Official figures show that Japanese exports suffered another record drop, falling nearly 50% in February from a year earlier, as world demand for cars and high-tech goods falls amid the global slowdown.
AFP - Japan announced Wednesday another record fall in exports as the global economic downturn crushes demand for its cars and high-tech goods and pushes the country deeper into recession.
The sharp decline reinforced fears that the world's second-largest economy will suffer another sharp contraction this quarter, following its worst performance in more than three decades in the fourth quarter of 2008.
Japanese exports plunged 49.4 percent in February from a year earlier, surpassing January's slump of 45.7 percent, the finance ministry reported.
Shipments to the United States and Europe more than halved while even demand from the once-booming Chinese economy dropped almost 40 percent.
Japan's heavy dependence on foreign demand to drive its recovery from a decade-long slump has left it vulnerable to the current global economic slowdown, which has sent sales of cars, televisions and other goods tumbling.
The trade surplus plunged 91.2 percent in February from a year earlier to 82.35 billion yen (840 million dollars), although that was better than a record deficit logged in January, the ministry said.
Japan's economy logged its worst performance in almost 35 years in the last quarter of 2008, contracting at an annualised pace of 12.1 percent.

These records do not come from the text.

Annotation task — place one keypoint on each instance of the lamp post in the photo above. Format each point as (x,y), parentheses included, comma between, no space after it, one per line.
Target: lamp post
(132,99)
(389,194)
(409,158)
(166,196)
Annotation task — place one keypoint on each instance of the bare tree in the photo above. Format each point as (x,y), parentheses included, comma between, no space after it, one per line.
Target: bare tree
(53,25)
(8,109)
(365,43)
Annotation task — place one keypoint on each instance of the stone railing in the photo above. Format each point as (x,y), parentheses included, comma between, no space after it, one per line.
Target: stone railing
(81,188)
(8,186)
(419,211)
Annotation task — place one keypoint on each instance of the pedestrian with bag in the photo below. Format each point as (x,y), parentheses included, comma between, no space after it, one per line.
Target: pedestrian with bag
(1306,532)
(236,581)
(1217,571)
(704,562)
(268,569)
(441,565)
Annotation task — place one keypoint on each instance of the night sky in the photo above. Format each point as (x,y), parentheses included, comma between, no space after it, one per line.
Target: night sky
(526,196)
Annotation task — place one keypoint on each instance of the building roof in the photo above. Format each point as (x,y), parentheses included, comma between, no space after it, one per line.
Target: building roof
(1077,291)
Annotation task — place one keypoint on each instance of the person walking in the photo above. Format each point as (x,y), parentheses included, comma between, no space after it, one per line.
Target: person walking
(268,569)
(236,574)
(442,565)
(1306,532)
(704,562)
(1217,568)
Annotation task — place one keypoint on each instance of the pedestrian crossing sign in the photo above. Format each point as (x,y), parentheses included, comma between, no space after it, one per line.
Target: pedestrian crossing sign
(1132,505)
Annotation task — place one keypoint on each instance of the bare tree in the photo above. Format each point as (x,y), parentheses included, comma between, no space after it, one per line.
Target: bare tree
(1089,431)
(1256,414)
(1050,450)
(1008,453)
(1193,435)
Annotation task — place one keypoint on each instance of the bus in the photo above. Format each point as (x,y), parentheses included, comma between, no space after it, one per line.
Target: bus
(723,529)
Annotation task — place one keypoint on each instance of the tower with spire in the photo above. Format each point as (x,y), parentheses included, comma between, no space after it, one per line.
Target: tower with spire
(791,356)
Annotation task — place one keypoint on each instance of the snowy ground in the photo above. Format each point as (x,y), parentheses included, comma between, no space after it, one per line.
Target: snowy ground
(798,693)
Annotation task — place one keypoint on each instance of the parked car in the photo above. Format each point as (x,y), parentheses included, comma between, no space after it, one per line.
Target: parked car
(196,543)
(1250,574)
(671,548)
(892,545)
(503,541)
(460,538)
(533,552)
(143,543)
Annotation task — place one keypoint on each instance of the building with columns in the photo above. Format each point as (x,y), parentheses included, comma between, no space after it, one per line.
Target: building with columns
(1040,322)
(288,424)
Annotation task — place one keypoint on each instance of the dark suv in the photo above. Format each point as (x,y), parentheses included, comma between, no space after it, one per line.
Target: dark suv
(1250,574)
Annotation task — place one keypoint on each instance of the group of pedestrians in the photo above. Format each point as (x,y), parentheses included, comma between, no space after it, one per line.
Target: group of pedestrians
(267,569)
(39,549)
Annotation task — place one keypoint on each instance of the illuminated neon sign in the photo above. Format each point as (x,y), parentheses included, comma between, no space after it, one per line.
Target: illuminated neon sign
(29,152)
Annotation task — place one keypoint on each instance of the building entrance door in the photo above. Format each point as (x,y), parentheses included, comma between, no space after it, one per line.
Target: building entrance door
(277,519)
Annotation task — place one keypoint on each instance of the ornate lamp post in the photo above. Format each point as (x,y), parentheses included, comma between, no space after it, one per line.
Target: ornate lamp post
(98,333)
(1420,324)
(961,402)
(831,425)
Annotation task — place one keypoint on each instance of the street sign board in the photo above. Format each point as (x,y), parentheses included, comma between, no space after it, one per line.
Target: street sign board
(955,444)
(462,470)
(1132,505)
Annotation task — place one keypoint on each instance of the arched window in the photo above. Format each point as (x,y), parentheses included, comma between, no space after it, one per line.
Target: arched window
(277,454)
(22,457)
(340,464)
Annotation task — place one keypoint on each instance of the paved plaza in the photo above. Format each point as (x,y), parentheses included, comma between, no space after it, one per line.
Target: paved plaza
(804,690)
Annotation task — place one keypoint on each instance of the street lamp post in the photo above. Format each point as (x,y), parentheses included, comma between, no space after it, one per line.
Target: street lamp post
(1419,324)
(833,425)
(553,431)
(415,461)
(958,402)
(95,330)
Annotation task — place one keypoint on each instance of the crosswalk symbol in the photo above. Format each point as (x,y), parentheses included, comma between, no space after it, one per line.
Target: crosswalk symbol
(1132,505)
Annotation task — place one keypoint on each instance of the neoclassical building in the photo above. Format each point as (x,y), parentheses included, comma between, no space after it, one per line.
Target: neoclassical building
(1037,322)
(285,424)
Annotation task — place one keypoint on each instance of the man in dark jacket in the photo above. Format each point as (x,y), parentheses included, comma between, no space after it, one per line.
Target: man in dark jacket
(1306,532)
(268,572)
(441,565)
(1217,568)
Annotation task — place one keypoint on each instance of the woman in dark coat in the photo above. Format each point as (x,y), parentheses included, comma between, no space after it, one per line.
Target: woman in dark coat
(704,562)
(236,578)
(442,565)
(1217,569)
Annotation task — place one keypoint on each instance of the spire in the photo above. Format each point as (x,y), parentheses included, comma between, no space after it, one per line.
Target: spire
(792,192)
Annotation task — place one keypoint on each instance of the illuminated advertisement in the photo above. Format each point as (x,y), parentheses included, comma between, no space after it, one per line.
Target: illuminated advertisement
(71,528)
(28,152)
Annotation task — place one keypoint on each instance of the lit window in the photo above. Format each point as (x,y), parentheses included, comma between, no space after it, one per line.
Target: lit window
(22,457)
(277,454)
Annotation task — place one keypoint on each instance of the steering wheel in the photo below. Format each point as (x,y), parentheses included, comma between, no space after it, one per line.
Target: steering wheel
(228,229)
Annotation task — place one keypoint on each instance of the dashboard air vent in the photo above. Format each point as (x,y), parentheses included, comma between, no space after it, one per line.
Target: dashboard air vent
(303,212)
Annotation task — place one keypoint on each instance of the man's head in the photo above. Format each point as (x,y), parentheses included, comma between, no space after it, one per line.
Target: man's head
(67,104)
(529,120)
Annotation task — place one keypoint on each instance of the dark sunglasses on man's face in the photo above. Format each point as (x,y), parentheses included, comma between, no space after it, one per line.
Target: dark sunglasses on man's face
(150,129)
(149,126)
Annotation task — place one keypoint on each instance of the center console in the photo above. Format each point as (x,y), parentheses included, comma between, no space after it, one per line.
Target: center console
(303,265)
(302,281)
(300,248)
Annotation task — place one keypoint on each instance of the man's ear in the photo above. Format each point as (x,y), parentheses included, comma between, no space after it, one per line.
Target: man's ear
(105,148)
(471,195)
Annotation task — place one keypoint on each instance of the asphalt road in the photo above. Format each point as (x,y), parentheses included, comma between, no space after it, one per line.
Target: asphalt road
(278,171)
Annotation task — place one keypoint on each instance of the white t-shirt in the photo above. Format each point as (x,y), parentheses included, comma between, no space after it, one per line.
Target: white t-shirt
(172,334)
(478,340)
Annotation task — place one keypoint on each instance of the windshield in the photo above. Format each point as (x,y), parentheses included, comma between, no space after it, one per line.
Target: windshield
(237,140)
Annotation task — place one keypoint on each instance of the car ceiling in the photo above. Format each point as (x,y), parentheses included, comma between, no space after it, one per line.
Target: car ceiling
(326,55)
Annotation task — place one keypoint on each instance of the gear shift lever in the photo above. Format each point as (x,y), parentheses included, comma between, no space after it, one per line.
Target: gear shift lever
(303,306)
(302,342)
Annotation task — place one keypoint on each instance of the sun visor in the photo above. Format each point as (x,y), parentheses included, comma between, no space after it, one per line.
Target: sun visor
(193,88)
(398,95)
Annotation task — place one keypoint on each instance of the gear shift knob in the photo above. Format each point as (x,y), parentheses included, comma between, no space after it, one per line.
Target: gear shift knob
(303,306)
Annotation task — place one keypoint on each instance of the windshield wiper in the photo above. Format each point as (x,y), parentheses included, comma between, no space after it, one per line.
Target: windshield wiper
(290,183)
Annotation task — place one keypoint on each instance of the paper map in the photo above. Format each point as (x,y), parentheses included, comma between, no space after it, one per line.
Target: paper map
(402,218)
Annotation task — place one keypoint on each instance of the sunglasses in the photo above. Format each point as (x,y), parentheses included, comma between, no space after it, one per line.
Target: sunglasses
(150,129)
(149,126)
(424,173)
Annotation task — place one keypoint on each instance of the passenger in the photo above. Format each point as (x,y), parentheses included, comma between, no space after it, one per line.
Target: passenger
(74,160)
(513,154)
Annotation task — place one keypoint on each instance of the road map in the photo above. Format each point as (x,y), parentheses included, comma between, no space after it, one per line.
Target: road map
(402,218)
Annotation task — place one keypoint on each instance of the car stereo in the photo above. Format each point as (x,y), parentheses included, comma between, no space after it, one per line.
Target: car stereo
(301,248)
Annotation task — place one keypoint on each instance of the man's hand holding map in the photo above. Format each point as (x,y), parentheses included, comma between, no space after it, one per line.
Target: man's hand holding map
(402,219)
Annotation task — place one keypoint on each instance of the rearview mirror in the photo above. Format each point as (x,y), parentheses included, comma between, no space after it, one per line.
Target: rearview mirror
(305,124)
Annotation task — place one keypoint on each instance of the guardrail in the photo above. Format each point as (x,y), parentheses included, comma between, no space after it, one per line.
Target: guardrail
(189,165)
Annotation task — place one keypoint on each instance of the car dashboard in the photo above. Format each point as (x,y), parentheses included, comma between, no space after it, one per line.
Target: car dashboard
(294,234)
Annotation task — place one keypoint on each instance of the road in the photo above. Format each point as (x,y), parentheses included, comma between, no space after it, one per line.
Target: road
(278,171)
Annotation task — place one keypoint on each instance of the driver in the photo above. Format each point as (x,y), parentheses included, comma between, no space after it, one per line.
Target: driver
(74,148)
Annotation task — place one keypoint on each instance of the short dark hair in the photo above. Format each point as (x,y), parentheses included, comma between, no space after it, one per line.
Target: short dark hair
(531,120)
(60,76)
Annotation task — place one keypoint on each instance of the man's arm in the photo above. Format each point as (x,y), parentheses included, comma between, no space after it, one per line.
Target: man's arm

Analysts warn that this quarter could be just as bad as Asia's biggest economy heads towards its worst recession since World War II.
The corporate sector was a key driver of Japan's economic recovery following the 1990s recessions, as companies enjoyed strong profits and invested heavily to expand their production facilities.
But the global downturn has caused demand for Japanese goods to dry up, prompting firms such as Toyota and Sony to shed thousands of jobs.